Dutch idea to give jobs to French youths backfires
- Published
The Dutch social affairs minister has been criticised across the political spectrum for suggesting young jobless people from depressed French suburbs could take up jobs in the Netherlands.
Karien van Gennip was trying to address shortages in the Dutch labour market and added that "work also helps people get on the right track".
Political figures quickly pointed out a million Dutch people were out of work.
The minister quickly backtracked, saying the French idea was not a plan.
Ms Van Gennip stressed that she was merely responding to a European Commission plan to bring in migrant workers from outside the EU, which she said was "skipping a few steps", as there were plenty of young Europeans available to do the jobs.
"In France, they really have high youth unemployment, especially in the banlieue, far higher than we have here.

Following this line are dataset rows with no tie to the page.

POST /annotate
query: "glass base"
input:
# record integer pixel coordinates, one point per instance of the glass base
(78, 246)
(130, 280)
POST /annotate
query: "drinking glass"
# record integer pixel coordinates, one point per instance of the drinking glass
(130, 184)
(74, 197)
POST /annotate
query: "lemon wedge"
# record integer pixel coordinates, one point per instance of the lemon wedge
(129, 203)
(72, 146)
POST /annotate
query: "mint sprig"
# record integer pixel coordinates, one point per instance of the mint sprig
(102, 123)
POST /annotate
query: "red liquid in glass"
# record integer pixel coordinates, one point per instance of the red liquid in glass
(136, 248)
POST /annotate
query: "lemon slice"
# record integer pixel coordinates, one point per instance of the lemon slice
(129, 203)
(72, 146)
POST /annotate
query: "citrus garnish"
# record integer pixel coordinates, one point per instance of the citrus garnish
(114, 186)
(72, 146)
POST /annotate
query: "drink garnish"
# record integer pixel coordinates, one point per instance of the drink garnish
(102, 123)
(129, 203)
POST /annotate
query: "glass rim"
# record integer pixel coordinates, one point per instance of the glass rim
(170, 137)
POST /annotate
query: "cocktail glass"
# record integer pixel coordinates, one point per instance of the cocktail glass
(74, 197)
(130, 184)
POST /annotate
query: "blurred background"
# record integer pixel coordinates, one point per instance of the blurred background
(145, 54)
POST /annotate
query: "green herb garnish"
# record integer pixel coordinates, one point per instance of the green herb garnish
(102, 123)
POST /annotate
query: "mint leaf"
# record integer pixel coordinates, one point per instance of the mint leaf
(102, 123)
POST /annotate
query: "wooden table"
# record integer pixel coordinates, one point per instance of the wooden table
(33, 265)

I could imagine investing in the French or also for example in Spanish school-leavers, to let them work here in catering or horticulture," she told the Algemeen Dagblad newspaper.

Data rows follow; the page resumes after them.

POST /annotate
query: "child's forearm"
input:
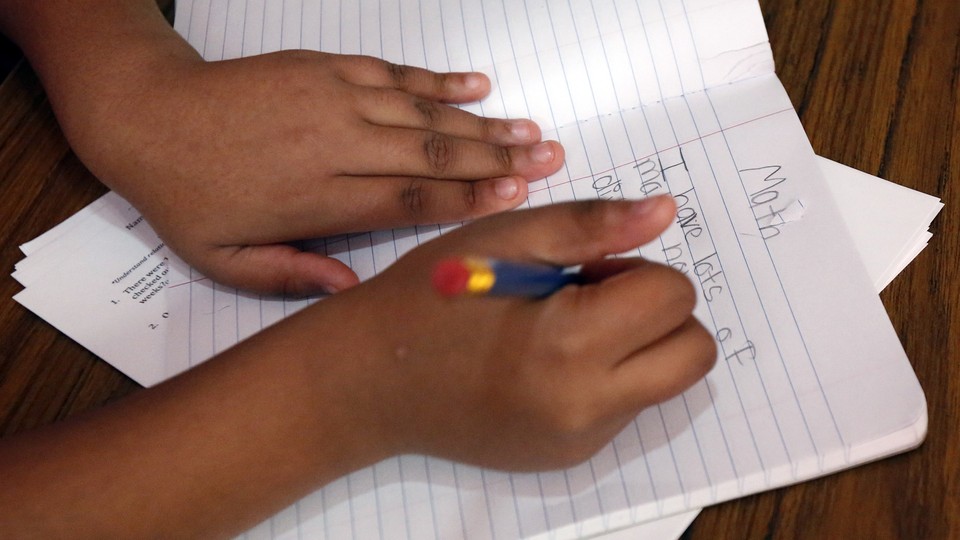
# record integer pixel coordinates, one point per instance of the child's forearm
(85, 50)
(207, 454)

In April, the European Commission proposed an EU talent pool, external to help employers find workers and make legal migration into the 27-country union more straightforward.
While the Dutch minister felt great responsibility for the one million Dutch people who had no job despite labour shortages, she said: "If we want to function as a single Europe, then we should also be concerned about youth unemployment in other European countries."

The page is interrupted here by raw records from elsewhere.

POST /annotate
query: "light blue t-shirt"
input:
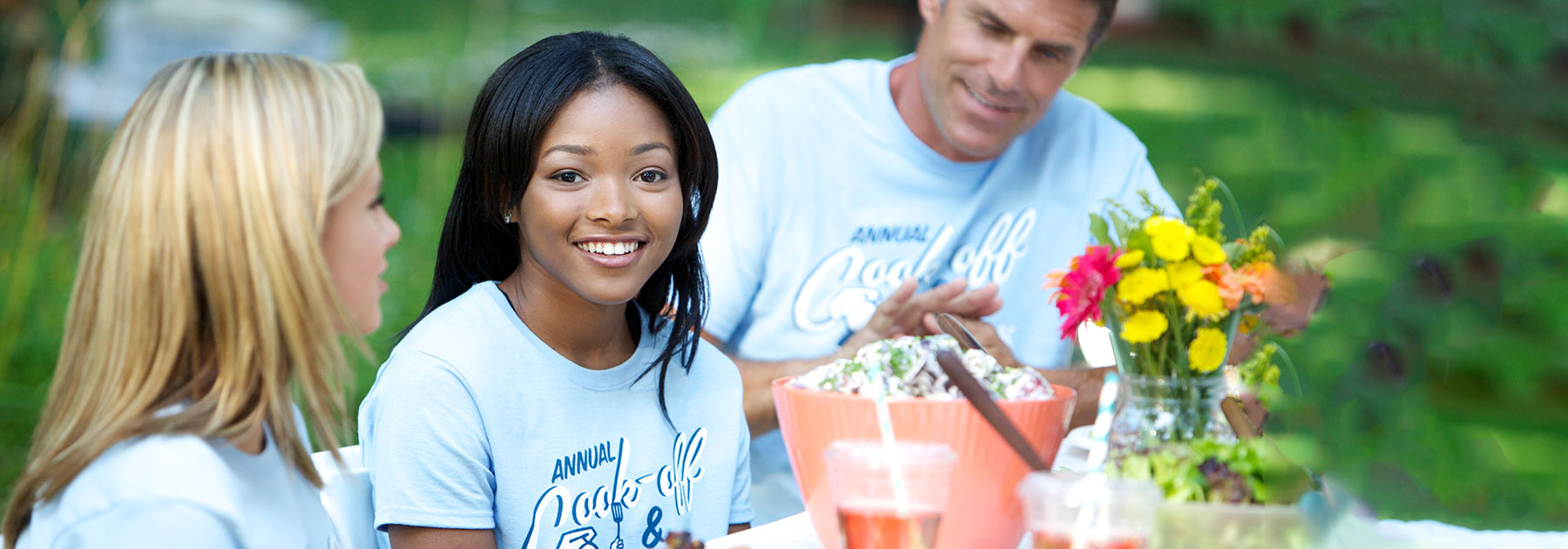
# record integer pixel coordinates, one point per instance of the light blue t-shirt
(474, 423)
(827, 201)
(184, 491)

Unemployment in the Netherlands was 3.2% in April, but in France it is as high as 7.2%. A 2021 study found that 13.5% of 15 to 29-year-olds in metropolitan France were not in employment, education or training.
Joblessness is particularly acute in the high-immigrant suburbs of Seine-Saint-Denis in northern Paris and northern districts of Marseille in the south.
The centre-right Dutch employment minister's interview prompted criticism from left and right. "The Dutch labour market is no re-education programme for foreign youths with problems," said liberal MP Zohair El Yassini.
Far-right leader Geert Wilders complained that Dutch farmers were going out of business and the government wanted to import North African immigrants from France.
Union leader Piet Fortuin said two-thirds of people over 55 were having a tough time finding work and a million people had been left on the sidelines.
Ms van Gennip agreed that the first priority was to help the million Dutch people out of work, as well as part-time workers, "and we currently have around 800,000 migrant workers already in the Netherlands, and we don't treat them all that decently".
While there was no plan to import French youths, she said she was trying to make the point that there were alternatives that should be explored before the EU brought in non-European workers.